Dependency issues are welcome to be reported in this repo at Issues section. Please include:
1. Your Operating System + architecture (Example: "Ubuntu 32 bits").
2. Full error backtrace.
3. Your ruby version (you can see it by typing "ruby -v" in your command prompt.

Janis

Janis will help you find proxy servers quickly, by grabbing them from a list of many (hopefully available and up-to-date) proxy listing websites. You can also tell Janis to parse from a specific website and it will do it if it knows how to. If it doesn't you can improve it by adding new Parsers (more on this on Usage section).

Installation

Add this line to your application's Gemfile:

gem 'janis'

And then execute:

$ bundle

Or install it yourself as:

$ gem install janis

Then download the latest version of PhantomJS from http://phantomjs.org/download.html, according to your platform.

Place the PhantomJs executable somewhere in your PATH.

On Unix, you can see your path from your shell by typing '$PATH'. Common folders to place phantomjs binary in are /usr/bin and usr/local/bin.

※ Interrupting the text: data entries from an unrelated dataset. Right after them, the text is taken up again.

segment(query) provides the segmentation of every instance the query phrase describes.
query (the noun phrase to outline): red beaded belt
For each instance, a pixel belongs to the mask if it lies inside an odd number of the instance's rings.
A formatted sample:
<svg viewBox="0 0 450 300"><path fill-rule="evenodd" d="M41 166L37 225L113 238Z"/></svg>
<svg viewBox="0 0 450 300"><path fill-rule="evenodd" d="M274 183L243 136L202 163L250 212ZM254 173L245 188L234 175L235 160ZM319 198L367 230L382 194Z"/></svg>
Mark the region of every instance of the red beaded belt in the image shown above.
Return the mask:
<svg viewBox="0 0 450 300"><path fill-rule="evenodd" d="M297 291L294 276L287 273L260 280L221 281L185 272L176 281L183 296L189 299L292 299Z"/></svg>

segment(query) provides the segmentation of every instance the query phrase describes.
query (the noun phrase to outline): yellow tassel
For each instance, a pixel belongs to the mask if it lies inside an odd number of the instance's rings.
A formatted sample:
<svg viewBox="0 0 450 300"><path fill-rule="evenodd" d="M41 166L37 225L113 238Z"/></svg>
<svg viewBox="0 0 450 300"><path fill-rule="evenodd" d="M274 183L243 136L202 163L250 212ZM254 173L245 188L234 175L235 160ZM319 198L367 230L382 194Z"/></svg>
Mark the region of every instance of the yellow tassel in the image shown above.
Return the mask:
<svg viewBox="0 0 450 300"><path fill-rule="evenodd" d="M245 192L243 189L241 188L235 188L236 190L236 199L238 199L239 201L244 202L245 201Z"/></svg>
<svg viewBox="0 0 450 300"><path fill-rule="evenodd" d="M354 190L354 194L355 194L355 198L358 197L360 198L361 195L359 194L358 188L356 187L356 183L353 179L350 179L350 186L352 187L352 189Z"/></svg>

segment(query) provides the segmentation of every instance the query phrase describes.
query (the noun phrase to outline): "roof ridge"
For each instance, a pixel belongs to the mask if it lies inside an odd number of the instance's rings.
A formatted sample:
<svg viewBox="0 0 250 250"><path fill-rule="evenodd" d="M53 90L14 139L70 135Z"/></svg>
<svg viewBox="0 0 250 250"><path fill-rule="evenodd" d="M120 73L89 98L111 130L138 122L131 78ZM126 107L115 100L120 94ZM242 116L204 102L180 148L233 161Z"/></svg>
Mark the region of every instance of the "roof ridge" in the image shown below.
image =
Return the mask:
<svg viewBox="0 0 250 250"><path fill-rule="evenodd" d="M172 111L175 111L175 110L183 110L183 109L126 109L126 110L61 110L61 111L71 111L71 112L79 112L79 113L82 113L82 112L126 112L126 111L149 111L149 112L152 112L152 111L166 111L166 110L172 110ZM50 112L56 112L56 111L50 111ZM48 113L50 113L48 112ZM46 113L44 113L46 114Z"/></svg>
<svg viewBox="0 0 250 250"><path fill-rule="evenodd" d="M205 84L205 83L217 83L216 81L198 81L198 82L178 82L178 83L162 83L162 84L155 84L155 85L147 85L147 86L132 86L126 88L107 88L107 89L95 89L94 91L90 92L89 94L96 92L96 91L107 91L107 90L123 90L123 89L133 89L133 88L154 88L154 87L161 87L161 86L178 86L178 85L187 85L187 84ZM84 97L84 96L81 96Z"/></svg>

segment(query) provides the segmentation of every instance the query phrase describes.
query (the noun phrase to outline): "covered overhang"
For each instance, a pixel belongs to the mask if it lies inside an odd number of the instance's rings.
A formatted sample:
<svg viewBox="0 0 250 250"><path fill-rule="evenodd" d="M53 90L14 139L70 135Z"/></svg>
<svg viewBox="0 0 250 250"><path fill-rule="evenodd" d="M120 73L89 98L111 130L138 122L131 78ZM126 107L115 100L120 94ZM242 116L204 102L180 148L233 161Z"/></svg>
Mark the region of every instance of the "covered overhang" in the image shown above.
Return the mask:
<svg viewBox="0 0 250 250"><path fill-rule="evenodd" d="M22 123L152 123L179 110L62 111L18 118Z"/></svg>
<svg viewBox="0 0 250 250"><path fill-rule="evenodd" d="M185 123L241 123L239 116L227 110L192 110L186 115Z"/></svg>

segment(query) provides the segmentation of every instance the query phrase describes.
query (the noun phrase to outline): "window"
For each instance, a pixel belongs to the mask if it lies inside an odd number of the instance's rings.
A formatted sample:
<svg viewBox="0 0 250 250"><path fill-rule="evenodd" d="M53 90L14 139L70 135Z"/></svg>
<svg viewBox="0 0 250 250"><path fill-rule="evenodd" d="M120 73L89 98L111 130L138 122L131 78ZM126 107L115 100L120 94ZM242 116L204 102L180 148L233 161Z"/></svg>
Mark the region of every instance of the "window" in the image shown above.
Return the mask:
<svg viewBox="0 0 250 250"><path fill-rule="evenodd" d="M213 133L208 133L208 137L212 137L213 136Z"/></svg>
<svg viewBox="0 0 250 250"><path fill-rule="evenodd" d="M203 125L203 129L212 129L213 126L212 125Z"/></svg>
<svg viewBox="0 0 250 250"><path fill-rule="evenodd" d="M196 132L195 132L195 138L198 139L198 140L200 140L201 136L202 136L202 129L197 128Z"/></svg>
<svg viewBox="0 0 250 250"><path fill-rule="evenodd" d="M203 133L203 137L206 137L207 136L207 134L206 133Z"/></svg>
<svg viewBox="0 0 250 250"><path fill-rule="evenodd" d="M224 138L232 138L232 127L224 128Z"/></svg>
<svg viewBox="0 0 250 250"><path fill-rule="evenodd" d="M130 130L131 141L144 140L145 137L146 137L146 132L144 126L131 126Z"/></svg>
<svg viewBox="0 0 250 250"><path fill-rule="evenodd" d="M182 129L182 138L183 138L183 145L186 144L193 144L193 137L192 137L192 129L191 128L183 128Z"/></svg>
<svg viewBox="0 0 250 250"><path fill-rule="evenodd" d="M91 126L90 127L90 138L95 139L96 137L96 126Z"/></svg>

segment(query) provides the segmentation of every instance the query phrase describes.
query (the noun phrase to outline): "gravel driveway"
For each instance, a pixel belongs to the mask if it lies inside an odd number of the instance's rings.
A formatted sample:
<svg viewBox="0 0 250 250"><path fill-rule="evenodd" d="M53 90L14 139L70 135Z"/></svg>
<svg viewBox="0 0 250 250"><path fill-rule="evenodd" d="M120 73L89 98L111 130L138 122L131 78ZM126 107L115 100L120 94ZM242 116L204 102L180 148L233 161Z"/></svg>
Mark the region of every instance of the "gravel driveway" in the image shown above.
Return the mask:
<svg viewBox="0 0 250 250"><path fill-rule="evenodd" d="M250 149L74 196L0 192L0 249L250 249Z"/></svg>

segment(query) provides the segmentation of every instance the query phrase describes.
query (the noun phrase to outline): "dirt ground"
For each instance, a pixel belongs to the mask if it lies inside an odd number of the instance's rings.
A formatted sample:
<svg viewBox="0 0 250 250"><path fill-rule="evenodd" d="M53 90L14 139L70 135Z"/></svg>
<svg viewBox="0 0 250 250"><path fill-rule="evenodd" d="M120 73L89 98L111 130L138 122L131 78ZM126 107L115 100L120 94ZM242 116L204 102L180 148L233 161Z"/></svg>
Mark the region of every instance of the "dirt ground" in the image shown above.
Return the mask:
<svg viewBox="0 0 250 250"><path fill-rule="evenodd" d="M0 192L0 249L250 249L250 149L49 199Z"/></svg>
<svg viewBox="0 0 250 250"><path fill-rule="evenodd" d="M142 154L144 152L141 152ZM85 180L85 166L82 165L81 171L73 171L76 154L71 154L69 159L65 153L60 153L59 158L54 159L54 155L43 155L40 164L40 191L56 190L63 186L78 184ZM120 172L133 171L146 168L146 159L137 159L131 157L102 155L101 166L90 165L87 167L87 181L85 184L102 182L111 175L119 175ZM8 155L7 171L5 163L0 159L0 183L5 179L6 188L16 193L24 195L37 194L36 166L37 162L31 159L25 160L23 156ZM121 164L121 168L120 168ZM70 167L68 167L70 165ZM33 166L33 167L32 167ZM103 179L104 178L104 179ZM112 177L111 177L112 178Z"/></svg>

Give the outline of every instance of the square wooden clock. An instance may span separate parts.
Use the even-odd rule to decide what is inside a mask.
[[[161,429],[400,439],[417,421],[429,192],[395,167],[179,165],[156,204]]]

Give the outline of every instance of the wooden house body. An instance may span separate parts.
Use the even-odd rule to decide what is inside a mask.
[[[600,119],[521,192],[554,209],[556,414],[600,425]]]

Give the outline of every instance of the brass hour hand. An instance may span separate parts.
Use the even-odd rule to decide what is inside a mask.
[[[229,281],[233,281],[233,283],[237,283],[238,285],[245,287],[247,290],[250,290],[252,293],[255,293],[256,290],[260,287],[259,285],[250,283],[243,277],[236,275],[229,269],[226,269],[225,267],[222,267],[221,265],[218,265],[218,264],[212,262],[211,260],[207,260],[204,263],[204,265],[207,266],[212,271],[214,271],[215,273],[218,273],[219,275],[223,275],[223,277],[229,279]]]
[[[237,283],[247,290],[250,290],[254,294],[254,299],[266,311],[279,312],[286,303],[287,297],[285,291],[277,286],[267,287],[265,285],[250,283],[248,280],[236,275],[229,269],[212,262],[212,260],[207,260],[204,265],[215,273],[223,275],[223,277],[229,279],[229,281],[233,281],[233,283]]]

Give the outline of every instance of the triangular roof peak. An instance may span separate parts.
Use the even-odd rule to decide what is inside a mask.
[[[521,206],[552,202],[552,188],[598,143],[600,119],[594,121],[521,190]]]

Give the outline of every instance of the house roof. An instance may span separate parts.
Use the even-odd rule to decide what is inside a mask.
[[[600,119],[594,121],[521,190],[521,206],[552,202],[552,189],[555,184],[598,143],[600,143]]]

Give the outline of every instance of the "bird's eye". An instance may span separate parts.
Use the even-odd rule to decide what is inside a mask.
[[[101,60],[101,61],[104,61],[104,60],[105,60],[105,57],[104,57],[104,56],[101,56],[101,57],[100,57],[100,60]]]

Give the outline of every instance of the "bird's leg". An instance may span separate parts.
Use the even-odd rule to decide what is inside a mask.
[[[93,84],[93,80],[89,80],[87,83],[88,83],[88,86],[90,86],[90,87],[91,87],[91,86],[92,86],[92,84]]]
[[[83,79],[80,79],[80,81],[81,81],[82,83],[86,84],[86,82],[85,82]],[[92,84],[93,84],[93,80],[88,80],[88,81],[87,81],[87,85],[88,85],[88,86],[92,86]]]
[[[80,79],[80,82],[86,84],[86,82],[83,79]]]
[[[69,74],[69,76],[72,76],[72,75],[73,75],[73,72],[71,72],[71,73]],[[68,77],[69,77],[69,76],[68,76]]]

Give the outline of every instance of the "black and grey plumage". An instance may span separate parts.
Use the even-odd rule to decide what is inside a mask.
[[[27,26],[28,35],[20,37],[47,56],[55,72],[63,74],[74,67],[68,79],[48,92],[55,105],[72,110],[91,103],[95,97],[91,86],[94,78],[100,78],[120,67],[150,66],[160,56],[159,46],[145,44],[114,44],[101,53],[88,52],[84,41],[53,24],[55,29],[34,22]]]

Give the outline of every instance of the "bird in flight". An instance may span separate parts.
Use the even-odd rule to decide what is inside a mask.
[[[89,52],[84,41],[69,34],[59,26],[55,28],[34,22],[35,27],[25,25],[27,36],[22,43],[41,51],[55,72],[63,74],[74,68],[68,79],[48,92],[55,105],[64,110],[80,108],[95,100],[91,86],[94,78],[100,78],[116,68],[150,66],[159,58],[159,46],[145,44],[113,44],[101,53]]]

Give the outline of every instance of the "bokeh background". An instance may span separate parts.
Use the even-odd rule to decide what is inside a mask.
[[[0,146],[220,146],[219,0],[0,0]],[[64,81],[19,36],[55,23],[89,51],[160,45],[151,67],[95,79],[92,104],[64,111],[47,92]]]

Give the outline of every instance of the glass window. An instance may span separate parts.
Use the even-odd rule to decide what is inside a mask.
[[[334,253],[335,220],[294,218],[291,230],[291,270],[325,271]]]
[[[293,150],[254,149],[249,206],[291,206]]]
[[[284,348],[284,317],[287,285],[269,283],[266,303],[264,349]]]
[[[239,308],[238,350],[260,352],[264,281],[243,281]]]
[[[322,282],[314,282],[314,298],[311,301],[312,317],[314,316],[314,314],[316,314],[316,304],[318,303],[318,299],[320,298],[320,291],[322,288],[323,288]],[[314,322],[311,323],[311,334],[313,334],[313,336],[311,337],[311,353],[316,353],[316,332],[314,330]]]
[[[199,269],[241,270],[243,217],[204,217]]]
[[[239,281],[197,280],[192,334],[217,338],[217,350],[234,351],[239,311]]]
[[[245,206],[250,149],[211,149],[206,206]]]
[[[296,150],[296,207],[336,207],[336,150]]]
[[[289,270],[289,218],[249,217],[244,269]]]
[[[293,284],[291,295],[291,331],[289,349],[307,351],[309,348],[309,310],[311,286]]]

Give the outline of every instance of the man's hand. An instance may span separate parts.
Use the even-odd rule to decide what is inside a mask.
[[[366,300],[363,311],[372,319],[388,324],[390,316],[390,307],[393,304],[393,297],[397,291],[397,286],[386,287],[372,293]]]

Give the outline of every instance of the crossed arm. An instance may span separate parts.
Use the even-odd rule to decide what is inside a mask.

On Windows, you can consult your PATH from your system settings in "Environment Variables" section. C:\windows\system32\ is a common location you can place phantomjs.exe in.

Usage

From your own script/app or from irb, require the gem with:

require 'janis'

And then do:

Janis.find(max_amount_of_results)

That will gather proxy server info from all url's (and local files) included in the default source list, bringing a maximum of results specified in the argument. Note: Entries in the default source list can be disabled by commenting them out with a # at their beginning.

Extending Janis

If there's a proxy listing website you consider reliable and up-to-date which you'd like to add it to the list:

  1. Fork Janis repository.
  2. Define a module file following the format shown in /specific_parsers/template.rb. There, subclass ProxyWebsiteParser and override the #parse method. Example:

    class MyAwesomeProxyListParser < Janis::Parsing::WebSpecificParsers::ProxyWebsiteParser
    
      include CapybaraWithPanthomJs # optional - only if you use capybara-poltergeist for parsing
    
      def self.url
        # url to the proxy list website you will be parsing in the #parse method
      end
    
      def configure_capybara # optional - only if you use capybara-poltergeist for parsing
        Capybara.configure { |c| c.app_host = url }
      end
    
      def initialize
        super
        configure_capybara # optional - only if you use capybara-poltergeist for parsing
        @session = new_session # optional - only if you use capybara-poltergeist for parsing
        @session.visit(url) # optional - only if you use capybara-poltergeist for parsing
        obtain_html_doc
      end
    
      def parse
          # Your code to parse the page's content and deliver an array of strings
          # Those strings must have the format "IP:PORT_NUMBER"
      end
    
      private
    
      def obtain_html_doc # optional - Redefine the way the html document to parse is obtained if you use capybara/poltergeist
        @html_doc = Nokogiri.HTML(@session.html)
      end
    
    end
    
  3. Implement #parse method so that it successfully returns an array of strings with the "IP:PORT_NUMBER" format. Example output: ["1.1.1.1:3434", "2.2.2.2:3333", "255.3.1.4: 8787"]. The implementation must use Nokogiri, our parser dependency.

  4. Run the tests.

  5. If all tests pass, create a pull request.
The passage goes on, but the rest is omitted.